具有内在动力驱动目标-有条件强化学习:短期调查 (Autotelic Agents with Intrinsically Motivated Goal-Conditioned Reinforcement Learning: a Short Survey)

Building autonomous machines that can explore open-ended environments, discover possible interactions and build repertoires of skills is a general objective of artificial intelligence. Developmental approaches argue that this can only be achieved by $autotelic$ $agents$: intrinsically motivated learning agents that can learn to represent, generate, select and solve their own problems. In recent years, the convergence of developmental approaches with deep reinforcement learning (RL) methods has been leading to the emergence of a new field: $developmental$ $reinforcement$ $learning$. Developmental RL is concerned with the use of deep RL algorithms to tackle a developmental problem -- the $intrinsically$ $motivated$ $acquisition$ $of$ $open$-$ended$ $repertoires$ $of$ $skills$. The self-generation of goals requires the learning of compact goal encodings as well as their associated goal-achievement functions. This raises new challenges compared to standard RL algorithms originally designed to tackle pre-defined sets of goals using external reward signals. The present paper introduces developmental RL and proposes a computational framework based on goal-conditioned RL to tackle the intrinsically motivated skills acquisition problem. It proceeds to present a typology of the various goal representations used in the literature, before reviewing existing methods to learn to represent and prioritize goals in autonomous systems. We finally close the paper by discussing some open challenges in the quest of intrinsically motivated skills acquisition.

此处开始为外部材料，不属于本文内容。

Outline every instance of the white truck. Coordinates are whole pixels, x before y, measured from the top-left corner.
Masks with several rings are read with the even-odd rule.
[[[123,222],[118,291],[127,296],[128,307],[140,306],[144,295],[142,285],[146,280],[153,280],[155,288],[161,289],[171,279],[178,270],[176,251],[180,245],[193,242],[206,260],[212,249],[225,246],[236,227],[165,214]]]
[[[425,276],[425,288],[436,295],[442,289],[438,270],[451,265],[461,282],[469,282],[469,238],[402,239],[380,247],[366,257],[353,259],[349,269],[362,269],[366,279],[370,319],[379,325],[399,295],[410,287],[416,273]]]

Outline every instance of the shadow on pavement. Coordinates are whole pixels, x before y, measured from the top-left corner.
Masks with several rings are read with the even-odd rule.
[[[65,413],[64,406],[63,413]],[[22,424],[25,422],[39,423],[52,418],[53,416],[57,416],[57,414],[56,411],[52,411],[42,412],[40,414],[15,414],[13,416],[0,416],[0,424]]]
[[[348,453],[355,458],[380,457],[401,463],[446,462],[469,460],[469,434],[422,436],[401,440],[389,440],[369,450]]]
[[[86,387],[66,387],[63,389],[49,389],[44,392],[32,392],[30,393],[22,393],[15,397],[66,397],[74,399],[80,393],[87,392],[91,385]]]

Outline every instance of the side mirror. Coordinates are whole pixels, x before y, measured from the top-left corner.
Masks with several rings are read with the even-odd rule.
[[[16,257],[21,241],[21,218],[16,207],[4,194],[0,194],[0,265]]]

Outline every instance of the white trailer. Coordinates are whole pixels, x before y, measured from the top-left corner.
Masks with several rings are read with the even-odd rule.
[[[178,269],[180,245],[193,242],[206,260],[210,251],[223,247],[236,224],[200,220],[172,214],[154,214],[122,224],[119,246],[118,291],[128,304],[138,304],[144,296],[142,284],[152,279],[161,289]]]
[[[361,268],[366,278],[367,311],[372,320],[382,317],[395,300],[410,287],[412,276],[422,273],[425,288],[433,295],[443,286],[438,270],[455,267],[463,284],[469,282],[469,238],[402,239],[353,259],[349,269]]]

翻译：建立自主的机器,探索开放的环境,发现可能的相互作用,并建立技能库,这是人工智能的总目标。发展方法认为,这只能通过下述方式来实现:用美元作为人工智能的总目标:利用深RL算法来解决发展问题 -- -- 以美元为单位的美元为单位的美元:具有内在动机的学习机构,能够学会代表、产生、选择和解决自己的问题。近年来,发展方法与深层强化学习方法相结合,导致出现一个新的领域:开发美元,以美元为单位的学习费用。发展RL算法关注的是利用深层RL算法解决发展问题 -- -- 以美元为单位的美元为单位的购买费用:以美元为单位的美元为单位的购买费用,以美元为单位的美元为单位的购买费用,以美元为单位的购买费用为单位的购买费用。自我创造的目标需要学习紧凑目标的编码以及相关的实现目标的实现功能。与最初设计用于利用外部奖励信号解决预定目标的一组目标的标准RL算法相比,这带来了新的挑战。本文件介绍发展RL,并提议一个密切的计算框架,其基础是基于有目的的购买力的购买技能的学习方法,以最终的学习现有方法,以研究各种的学习方法,通过现有学习方法,以研究各种的学习方法,以最后的学习方法处理现有学习方法,以研究方法处理现有学习各种的学习方法的学习方法,以研究。